3.2. Problem Statement

The data stream collected by a single wearable device is represented as a univariate discrete time series x. The aggregated set of multiple discrete time series x at discrete times n, where

0 \leq n \leq T

and T is the length of the sequence, is denoted as S. S represents the aggregated sequence of raw data. For example, S could be the aggregated numerical sequences of heart rate data collected from 20 individuals over a period of time. The goal of this article is to publish the sanitized version S* of the aggregated sequence S in real time. S* is the published data that satisfies local differential privacy. After aggregation and analysis, S* can provide valuable insights across various aspects. The algorithm’s usage scenario is illustrated in Figure 1.

3.3. Local Differential Privacy

Local Differential Privacy (LDP) is a privacy protection mechanism focused on safeguarding the privacy of individual users or devices. Its purpose is to protect privacy during the collection and transmission of individual data. This is achieved by adding noise to the data locally at the time of collection. The processed data, which are now privacy-protected, are then transmitted to the data collector. Typically, this provides a lighter level of privacy protection compared to other methods. The specific definition is provided in Formula (1):

\Pr [M (S) \in O] \leq e^{ε} \cdot \Pr [M (S^{'}) \in O]

(1)

Here, S and S′ are sibling datasets that differ by at most one data point. If the probability that the result of the random algorithm M applied to these two datasets satisfies the specified formula is as described, then the random algorithm M satisfies ε-local differential privacy. Here, ε represents the privacy budget [6], which specifies the level of privacy protection provided. A smaller ε indicates a stronger privacy guarantee but introduces more noise and reduces accuracy. Conversely, a larger ε provides weaker privacy protection but allows for higher accuracy.

3.4. W-Event Privacy

W-event privacy [19]: A mechanism M is said to satisfy w-event privacy if, for any two datasets D and D′ that differ in their data values on w events, and for any possible output S satisfying Formula (2), the following condition holds:

\Pr [M (D) \in O] \leq e^{ε} \cdot \Pr [M (D^{'}) \in O]

(2)

where ε is the privacy parameter. Here, ε quantifies the difference in the distribution of query results between D and D′, and

P r [M (D) \in O]

represents the probability that the mechanism’s output falls in the set O when the dataset is D.

4. Recommend Method

In this section, we propose a new privacy protection method for infinite data streams collected by wearable devices in real time, called WIDS-LDP (Wearables Infinite Data Stream-Local Differential Privacy).

4.1. WIDS-LDP

The framework design of WIDS-LDP is shown in Figure 2. The method includes two parts: the wearable device side and the device service provider side. First, the wearable device side performs salient point sampling, privacy budget allocation, and data perturbation. Second, the device service provider side performs post-processing optimization.

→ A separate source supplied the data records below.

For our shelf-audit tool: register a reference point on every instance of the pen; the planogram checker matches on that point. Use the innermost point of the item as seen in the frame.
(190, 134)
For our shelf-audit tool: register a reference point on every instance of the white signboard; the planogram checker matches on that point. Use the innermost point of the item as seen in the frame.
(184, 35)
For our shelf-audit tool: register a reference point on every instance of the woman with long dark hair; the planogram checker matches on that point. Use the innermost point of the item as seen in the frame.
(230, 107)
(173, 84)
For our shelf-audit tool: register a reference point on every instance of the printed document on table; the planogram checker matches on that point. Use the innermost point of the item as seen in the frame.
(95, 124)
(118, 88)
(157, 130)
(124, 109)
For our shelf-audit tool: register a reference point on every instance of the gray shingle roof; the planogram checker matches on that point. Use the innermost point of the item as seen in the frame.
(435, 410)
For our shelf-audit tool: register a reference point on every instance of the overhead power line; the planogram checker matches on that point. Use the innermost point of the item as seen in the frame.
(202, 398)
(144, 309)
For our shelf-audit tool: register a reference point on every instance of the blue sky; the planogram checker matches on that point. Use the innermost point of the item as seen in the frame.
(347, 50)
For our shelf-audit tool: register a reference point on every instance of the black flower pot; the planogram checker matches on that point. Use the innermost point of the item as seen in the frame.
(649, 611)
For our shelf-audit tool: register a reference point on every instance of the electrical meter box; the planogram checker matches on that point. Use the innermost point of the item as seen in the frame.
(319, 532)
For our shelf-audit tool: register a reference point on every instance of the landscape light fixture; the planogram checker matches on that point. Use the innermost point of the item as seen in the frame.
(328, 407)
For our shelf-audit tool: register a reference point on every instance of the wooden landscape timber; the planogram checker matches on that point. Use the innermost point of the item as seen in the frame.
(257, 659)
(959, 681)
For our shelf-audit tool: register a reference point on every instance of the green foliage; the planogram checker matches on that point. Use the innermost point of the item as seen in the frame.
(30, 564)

Salient point sampling: We use a method that combines linear fitting equations with the least squares approach (hereinafter referred to as LFLS) to sample salient points, effectively representing the patterns in real-time streaming data.

Privacy budget allocation and perturbation: Based on the salient points, as well as the volatility and fluctuation amplitude of the streaming data identified in the first part, the privacy budget is adaptively allocated, and perturbation is applied using the SW mechanism.

Post-processing optimization: Kalman filtering is used to predict non-sampling point data, while the perturbed sampling point data are predicted and updated to enhance accuracy.

4.2. Significant Point Sampling

In this section, we provide a detailed introduction to the LFLS algorithm. The algorithm begins by using the least squares method [20] to determine the mathematical representation of the linear fitting equation for the current significant point. Next, based on this linear fitting equation, it assesses whether the next significant point can be fitted into the current equation. This approach effectively models the fluctuation pattern of the flow data, allowing for accurate sampling of the pattern’s significant points.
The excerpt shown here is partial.